How much is a main course in a restaurant? You know that, right? At a basic cafe you might get away for $22 with veges thrown in; at a decent place it will be $28 and up and that side of beans you're sharing will set you back another $6; at the French Cafe, a main of anything meaty or fishy is $42 - make that $52 when the "steamed vegetables, lemon oil" is added and don't tell me it's not worth every cent.
You get what you pay for when you're eating out and when you do the maths - the cost of the ingredients, the chef's skill, a nice room to eat in and being waited on - you don't begrudge the money if it's good.
But can I get you anything to drink? That's more problematic. The Cloudy Bay chardonnay, perhaps, at $80 the bottle?
It's the same price for a Mt Difficulty pinot noir. Perhaps something more ... ahem, inexpensive? The Kumeu River pinot gris at $55. There's no doubt that a bottle of wine will quickly blow a hole in the dining budget.
These prices, taken from the wine list of an upper-mid-range Ponsonby Rd restaurant, are pretty representative. But a quick online search will confirm that at a wine shop, those two $80 bottles can be had for little over $40, and the Kumeu River for barely $25.
What is this? A 100 per cent markup and more (often much, much more) for pulling a cork - or, more likely, twisting a screw cap - and washing a couple of glasses? Are these licences to sell liquor or licences to print money?
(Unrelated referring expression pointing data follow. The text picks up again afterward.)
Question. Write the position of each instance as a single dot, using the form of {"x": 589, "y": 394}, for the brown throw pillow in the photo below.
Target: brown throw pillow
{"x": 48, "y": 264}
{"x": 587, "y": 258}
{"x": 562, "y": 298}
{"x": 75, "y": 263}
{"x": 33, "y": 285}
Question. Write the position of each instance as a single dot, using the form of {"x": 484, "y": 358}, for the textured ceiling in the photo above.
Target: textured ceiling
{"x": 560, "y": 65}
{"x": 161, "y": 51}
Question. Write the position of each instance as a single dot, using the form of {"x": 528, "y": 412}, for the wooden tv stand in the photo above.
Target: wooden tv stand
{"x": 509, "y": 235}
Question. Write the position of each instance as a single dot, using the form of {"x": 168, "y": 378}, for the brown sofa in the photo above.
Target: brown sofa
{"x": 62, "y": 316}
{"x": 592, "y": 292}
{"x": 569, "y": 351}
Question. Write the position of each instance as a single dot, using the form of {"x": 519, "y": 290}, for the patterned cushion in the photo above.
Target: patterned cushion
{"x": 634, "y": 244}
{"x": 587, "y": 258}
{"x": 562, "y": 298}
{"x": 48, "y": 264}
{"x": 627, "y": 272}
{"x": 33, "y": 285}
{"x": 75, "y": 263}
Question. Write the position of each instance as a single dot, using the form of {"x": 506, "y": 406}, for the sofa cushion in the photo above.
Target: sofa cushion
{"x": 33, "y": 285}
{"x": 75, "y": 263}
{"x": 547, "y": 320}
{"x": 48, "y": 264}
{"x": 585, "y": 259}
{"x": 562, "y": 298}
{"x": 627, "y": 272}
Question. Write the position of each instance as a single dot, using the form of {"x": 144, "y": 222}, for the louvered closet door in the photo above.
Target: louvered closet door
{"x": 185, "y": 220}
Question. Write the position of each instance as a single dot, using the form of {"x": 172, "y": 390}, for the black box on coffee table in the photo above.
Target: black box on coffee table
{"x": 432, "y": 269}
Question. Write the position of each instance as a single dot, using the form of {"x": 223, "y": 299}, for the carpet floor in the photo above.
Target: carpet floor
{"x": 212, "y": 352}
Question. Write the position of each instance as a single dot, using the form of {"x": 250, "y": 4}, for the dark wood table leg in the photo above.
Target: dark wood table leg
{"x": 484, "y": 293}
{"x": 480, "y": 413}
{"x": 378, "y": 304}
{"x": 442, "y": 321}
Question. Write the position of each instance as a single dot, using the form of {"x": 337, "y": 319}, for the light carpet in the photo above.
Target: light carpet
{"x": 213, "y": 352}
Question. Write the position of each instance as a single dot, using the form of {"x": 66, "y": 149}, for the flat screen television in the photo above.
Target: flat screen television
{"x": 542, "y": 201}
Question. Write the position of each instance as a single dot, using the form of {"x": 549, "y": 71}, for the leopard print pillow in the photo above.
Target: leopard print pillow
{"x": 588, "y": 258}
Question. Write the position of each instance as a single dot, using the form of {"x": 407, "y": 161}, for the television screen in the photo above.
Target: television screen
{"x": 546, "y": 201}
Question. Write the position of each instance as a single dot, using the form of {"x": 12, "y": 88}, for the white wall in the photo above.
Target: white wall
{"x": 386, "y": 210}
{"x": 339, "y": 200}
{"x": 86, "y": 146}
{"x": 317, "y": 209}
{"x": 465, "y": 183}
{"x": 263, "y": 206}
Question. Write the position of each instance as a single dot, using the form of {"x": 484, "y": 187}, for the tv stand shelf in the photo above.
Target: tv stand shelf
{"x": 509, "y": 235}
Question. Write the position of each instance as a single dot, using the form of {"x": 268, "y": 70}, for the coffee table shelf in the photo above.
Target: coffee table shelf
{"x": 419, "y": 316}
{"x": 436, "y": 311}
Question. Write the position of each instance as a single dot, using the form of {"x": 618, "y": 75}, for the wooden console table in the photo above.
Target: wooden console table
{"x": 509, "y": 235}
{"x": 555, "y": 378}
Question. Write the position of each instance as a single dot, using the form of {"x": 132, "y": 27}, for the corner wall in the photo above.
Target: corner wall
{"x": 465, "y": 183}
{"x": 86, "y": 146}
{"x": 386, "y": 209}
Raise the subject of wine prices with a restaurateur and he'll be bellowing "Overheads!" before you can get the corkscrew out of your pocket.
Mandy Lusk, the proprietor of Vivace in High St and the newly opened Ragu in Pt Chev, points out that her annual wage bill in the former is a million bucks and rent about $150,000.
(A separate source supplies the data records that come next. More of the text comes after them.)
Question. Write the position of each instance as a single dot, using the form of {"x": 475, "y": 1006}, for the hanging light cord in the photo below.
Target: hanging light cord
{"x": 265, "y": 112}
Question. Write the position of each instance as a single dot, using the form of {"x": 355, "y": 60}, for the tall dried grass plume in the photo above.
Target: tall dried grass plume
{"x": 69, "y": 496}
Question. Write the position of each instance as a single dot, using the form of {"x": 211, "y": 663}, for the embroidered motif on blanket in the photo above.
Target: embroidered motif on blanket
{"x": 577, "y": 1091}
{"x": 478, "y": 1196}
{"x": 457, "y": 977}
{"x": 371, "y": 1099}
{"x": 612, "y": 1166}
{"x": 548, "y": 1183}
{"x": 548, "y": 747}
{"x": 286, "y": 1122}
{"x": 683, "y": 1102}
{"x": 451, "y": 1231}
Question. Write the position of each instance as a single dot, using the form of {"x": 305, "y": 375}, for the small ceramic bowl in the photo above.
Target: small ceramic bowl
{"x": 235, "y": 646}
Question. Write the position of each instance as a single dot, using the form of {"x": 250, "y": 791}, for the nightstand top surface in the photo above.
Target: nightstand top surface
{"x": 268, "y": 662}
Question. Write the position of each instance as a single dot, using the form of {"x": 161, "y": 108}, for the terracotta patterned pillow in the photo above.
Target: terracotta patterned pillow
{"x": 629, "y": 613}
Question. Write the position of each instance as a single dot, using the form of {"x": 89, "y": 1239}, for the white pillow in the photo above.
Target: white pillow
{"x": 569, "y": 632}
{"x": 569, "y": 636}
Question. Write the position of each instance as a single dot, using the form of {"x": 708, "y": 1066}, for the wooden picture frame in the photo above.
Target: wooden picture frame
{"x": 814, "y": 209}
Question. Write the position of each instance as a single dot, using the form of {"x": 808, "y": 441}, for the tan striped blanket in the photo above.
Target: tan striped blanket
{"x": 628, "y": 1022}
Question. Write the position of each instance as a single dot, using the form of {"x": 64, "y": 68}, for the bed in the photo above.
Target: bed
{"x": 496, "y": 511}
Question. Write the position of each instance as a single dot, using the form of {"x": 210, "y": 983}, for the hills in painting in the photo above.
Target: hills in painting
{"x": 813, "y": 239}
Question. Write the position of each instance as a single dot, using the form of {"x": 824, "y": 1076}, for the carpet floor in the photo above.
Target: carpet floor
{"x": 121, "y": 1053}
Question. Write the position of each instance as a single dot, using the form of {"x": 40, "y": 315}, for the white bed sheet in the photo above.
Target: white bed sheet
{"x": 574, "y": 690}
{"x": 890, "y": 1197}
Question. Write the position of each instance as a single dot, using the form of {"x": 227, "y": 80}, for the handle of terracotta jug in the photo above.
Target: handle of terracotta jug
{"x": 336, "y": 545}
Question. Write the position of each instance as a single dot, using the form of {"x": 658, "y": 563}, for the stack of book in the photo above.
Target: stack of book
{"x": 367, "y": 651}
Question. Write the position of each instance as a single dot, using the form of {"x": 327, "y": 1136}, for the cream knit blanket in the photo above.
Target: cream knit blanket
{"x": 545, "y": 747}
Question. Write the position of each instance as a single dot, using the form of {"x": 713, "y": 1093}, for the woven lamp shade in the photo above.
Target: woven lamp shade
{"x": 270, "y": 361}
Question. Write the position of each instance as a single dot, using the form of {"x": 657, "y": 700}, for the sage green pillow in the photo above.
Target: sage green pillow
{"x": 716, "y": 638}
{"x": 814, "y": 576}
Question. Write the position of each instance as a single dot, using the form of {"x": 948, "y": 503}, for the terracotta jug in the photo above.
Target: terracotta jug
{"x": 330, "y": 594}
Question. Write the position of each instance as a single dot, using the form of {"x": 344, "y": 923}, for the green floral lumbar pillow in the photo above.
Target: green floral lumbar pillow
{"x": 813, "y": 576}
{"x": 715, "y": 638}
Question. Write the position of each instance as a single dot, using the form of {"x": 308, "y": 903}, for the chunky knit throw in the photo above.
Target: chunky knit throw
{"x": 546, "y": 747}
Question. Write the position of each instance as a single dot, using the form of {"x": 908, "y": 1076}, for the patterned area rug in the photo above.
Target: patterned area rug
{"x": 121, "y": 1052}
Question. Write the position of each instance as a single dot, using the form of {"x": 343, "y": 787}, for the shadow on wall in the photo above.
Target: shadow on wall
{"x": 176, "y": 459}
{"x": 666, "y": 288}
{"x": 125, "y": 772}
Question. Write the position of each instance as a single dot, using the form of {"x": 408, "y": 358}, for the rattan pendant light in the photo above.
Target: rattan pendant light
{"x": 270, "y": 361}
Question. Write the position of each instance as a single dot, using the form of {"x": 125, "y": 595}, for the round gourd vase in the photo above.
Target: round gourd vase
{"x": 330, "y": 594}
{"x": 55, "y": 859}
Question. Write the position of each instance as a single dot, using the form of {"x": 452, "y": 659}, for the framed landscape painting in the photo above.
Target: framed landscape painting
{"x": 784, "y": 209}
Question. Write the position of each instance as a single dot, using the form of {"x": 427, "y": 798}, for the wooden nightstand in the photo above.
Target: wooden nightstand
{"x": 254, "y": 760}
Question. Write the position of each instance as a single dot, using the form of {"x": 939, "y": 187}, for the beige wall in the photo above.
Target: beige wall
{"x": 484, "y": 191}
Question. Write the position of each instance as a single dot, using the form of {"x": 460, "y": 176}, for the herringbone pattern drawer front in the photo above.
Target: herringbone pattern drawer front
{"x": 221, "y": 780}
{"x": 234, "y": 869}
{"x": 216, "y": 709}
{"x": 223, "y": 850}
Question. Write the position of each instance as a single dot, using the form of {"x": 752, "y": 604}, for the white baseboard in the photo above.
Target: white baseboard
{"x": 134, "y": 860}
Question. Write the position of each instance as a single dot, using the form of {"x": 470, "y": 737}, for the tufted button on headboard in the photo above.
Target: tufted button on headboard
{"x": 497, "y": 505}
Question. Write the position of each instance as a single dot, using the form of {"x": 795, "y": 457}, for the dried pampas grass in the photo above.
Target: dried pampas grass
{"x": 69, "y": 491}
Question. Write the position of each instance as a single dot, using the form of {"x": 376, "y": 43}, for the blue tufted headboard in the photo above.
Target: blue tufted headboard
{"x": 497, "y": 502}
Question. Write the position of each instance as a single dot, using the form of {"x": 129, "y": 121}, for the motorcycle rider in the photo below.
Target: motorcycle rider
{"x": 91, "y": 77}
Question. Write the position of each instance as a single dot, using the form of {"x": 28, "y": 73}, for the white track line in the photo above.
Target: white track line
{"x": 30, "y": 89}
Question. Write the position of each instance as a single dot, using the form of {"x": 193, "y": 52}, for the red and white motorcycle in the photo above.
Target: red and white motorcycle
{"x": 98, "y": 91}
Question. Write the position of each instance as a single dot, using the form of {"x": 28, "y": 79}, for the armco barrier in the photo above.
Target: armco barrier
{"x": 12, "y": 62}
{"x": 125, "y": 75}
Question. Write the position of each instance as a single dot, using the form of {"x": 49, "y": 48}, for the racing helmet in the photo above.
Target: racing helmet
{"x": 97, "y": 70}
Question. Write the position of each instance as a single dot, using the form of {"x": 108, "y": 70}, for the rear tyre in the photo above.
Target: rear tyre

It's hard to cover those costs out of the few dollars' profit Vivace might make on a couple of tapas - though it's worth adding that Lusk's wine prices are actually very reasonable.
The implication is that the profits on wine sales cross-subsidise the losses (or at least the tiny margins) on food sales. But isn't it taking things a bit far when a wine that sells for $12 in a supermarket is on the list of an ordinary restaurant at $48?
Chris Upton, whose O'Connell St Bistro regularly picks up industry awards for its wine list, explains that supermarkets buy by the pallet-load, getting prices that a restaurateur can only dream of. (If a good special has been cleaned out at the supermarket, chances are that the neighbourhood bistro has snapped it all up.)
Across the industry, markups vary wildly. My sample included a very basic Ponsonby cafe where they sell only basic quaffers at about $7 a glass or $30 a bottle - a 200 per cent markup on the supermarket price. The owner of one of the city's classiest joints said he multiplies the GST-inclusive price by 2.5, "but I am aware of places round the Viaduct, for example, where they are charging 300 or 400 per cent".
Restaurants are certainly sensitive to the perception that they are price-gouging on wine, which is why you won't find most of the labels on the better lists at your local wine shop; it suits them to make prices hard to compare.
The owner of that basic Ponsonby cafe says she is often approached by wine merchants suggesting she stock unfamiliar wines that she could charge more on.
But any restaurant that wants to offer a decent list has to also consider storage. Simon Gault, whose Nourish Group includes Euro and Jervois Steak House, says that most restaurants maximise the front-of-house space - which is where they make money - and limit space in back rooms.
"Restaurants physically cannot hold any real volume of wine stock. Even case buys are rare for many, so deliveries are usually daily and quantities are small ... which drives costs up and margins down."